Les ateliers communautaires sont les fondements du travail de Watoto Wasoka, et Sharon s'y est pleinement impliquée. Ils ont notamment développé le programme Football 4 WASH axé sur l'eau, l’assainissement et l'hygiène (EAH, ou WASH en anglais), ainsi que le programme BUREF (Building Resilience through Football), basé sur le développement de la résilience grâce au football. Un autre programme sur la santé mentale et le bien-être a vu le jour suite à l'isolement et aux bouleversements engendrés par la pandémie. Et il y a bien évidemment le football, qui était au cœur de l'action de Sharon. Ils ont commencé à intégrer des équipes féminines au « Derby des bidonvilles ». Lors de la dernière édition, 134 équipes ont participé, dont 47 composées de filles. Ils ont également développé leur propre version, baptisée le derby féminin. Un véritable succès. Près de 50 équipes y ont participé, prêtes à s'affronter en équipes de 11 ou de 7. Grâce au football, ils ont pu aider les jeunes de la communauté à développer des compétences qui leur seront utiles dans la vie.
« Je pense que les difficultés que nous avons rencontrées m'ont aidée à évoluer personnellement. J'essaye d'offrir à ces jeunes filles les opportunités que je n'ai pas eues quand j'avais leur âge. »

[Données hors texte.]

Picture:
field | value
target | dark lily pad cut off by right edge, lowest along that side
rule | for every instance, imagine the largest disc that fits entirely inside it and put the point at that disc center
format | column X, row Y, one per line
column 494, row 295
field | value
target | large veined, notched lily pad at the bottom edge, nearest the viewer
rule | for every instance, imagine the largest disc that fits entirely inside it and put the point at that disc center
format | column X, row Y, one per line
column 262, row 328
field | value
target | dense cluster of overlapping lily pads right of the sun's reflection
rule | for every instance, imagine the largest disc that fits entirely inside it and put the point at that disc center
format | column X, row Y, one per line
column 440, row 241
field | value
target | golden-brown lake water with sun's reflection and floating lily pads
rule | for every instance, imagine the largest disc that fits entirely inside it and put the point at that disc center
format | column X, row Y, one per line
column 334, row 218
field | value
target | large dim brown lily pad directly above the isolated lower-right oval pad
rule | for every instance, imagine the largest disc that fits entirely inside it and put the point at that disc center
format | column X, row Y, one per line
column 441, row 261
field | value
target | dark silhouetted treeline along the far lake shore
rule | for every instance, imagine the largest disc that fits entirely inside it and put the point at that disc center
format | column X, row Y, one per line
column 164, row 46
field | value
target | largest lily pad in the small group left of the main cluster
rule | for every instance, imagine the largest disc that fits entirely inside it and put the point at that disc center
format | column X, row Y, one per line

Les choses ont désormais évolué à Kampala et dans ses bidonvilles. Les jeunes filles qui veulent faire du foot ont le champ libre, une feuille de route, et un modèle dont s'inspirer. Quant à Sharon, elle joue toujours au football, dans l'équipe féminine de Makerere University. Elle a récemment remporté l'Elite League, et pourra donc disputer la Super League la saison prochaine. Elle a même été élue meilleure joueuse, et certaines de ses jeunes nièces ont pu la regarder disputer la finale et recevoir son trophée de meilleure joueuse à la télévision. La prochaine génération de footballeuses de Kampala est désormais prête à se faire sa place, et des organisations telles que Watoto Wasoka, soutenues par des coachs comme Sharon, sont prêtes à les accueillir.